Reduced lead times. Testing an application, setting up a server or installing an application can be all pretty time consuming activities. Abstracting the process into code and re-using that code is almost always a net gain in productivity and drop in lead times.

Risk aversion. Even if you are not the quickest and Agile of the bunch, codifying helps address the inherent danger of “changing things” and amps up the predictability of releasing quality software.

Automated testing catches bugs earlier and faster.
Infrastructure as code prevents configuration drift.
Automated rollbacks provide a safety valve for botched releases.
All of the above are less prone to human error when automated.

Not a goal, but certainly a huge side benefit is that code creates a shared language, platform and understanding between developers and sys admins. This eponymous 2009 presentation by John Allspaw and Paul Hammond from Flickr catches that spirit completely

From “codifying all the things” sprang forth an entire industry of products and services, hosted, SaaS, open source, commercial and everything in between: Heroku, Cloud Foundry, AWS Beanstalk ,TravisCI, Jenkins, CodeShip, Bamboo, Puppet, Ansible, Terraform. The list goes on and on.

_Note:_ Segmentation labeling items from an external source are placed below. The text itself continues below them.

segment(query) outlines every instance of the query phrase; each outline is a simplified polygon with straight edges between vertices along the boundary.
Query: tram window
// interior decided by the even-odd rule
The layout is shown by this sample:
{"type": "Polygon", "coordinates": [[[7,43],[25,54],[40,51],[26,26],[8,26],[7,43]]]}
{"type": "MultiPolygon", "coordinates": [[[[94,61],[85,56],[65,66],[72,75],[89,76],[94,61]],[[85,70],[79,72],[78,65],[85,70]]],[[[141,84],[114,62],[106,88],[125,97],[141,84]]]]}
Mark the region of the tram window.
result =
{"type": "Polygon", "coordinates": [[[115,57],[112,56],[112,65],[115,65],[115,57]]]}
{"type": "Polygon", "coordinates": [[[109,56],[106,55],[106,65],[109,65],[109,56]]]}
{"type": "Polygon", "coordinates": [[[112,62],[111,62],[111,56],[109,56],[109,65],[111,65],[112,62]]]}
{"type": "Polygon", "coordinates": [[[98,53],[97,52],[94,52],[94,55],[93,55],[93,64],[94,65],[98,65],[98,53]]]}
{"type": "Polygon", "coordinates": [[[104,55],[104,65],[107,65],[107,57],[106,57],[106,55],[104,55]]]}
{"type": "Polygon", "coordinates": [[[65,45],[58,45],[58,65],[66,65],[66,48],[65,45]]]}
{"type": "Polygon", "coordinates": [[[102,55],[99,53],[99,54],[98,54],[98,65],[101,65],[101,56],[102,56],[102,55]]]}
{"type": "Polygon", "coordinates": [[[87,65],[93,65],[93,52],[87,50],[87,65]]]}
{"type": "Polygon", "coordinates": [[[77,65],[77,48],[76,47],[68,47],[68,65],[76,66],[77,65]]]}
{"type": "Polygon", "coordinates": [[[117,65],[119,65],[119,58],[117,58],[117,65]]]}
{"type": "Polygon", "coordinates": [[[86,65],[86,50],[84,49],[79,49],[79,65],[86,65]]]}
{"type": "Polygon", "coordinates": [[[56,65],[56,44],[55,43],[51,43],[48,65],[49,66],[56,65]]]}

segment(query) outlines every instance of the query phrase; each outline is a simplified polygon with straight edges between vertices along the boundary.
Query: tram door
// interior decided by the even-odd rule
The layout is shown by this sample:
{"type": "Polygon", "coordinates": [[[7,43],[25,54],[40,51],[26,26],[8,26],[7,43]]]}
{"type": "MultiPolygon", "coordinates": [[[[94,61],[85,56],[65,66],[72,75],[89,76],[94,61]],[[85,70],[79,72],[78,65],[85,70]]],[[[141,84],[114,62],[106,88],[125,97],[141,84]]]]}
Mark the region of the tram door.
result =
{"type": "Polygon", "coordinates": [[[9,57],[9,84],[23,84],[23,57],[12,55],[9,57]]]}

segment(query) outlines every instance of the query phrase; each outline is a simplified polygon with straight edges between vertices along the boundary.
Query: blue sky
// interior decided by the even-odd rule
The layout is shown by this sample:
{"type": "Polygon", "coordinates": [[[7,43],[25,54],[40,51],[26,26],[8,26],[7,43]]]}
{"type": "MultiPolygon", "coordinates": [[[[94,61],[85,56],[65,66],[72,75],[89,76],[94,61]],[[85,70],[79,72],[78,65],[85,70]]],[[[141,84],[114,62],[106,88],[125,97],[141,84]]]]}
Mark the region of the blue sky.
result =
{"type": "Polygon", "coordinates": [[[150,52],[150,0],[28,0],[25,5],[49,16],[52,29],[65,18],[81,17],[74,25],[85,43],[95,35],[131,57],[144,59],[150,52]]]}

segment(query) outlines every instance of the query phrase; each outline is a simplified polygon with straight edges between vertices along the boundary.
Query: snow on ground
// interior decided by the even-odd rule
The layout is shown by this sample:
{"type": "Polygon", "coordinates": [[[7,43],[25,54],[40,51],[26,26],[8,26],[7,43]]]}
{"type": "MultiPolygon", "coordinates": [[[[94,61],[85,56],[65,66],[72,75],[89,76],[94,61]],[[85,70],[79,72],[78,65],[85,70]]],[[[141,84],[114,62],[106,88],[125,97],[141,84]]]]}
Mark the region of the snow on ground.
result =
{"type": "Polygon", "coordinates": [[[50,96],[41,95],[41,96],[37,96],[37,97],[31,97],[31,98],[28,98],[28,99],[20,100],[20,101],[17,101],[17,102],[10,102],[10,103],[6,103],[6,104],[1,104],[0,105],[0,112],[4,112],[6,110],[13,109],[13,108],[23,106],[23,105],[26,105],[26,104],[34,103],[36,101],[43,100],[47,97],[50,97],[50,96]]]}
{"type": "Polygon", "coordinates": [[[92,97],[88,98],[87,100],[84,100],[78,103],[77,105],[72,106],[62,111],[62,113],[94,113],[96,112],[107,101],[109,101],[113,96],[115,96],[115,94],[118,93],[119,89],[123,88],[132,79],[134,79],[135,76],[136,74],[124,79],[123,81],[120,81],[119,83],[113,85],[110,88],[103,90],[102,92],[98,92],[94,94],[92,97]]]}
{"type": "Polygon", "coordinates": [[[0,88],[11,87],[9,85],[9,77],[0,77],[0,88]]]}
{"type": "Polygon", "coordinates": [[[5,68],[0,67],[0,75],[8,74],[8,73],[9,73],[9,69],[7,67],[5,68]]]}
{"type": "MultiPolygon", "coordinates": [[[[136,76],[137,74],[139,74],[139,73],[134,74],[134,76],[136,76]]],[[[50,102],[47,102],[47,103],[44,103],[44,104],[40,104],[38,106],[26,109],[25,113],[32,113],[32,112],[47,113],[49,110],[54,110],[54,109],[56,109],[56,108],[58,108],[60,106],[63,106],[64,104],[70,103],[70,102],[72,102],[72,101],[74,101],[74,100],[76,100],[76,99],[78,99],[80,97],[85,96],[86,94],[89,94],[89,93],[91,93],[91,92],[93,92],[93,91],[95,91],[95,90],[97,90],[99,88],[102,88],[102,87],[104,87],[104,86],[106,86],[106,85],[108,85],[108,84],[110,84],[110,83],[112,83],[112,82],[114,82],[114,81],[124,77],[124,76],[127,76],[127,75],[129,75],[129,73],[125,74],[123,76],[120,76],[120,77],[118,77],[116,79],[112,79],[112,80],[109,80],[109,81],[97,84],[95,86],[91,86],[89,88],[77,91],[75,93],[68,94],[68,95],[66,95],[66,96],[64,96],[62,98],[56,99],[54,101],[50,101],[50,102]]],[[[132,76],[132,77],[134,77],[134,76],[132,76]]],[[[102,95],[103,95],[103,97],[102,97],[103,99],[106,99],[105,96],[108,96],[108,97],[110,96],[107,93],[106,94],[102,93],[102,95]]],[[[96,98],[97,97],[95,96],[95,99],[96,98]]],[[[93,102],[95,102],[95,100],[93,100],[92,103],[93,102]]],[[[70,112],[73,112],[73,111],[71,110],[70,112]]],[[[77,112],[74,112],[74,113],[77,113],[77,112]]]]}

From codification to experimentation

The first wave of DevOps practices ticked the “continuous”, “frequent” and “working software” boxes of the Agile manifesto. However, it turns out that that other box, “harnessing change … as a competitive advantage”, is a bit of an enigma. What changes are actually to our advantage? How do we know when they are not? What do customers actually want?

These types of questions have always been the domain of marketing, UX and product management people. A/B and multi-variate testing, test audiences and short-lived experimental features are typical weapons found in the field. The base assumption is “we don’t know the answers. Let’s experiment and find out.”

This experimentation mindset is now making its way into the domain of the back end. And it was high time. Software engineers, architects and sys admins are by nature more predictors than adapters. We predict the future and build our code base and infrastructure to get that future job done as best as possible. We call it “specification” or “estimation.”

There’s a snag though. Raise your hand if you’ve done these types of predictions and it turned out your we’re wildly off target after things went live. ✋

Experimentation patterns, tools and services

Ditching predictions and estimates can be a profoundly powerful thing. But the story doesn’t end there of course. Over the last few years many patterns, techniques, tools and services have popped up to assist engineers in turning “I don’t know” into “I have learned. I know now”.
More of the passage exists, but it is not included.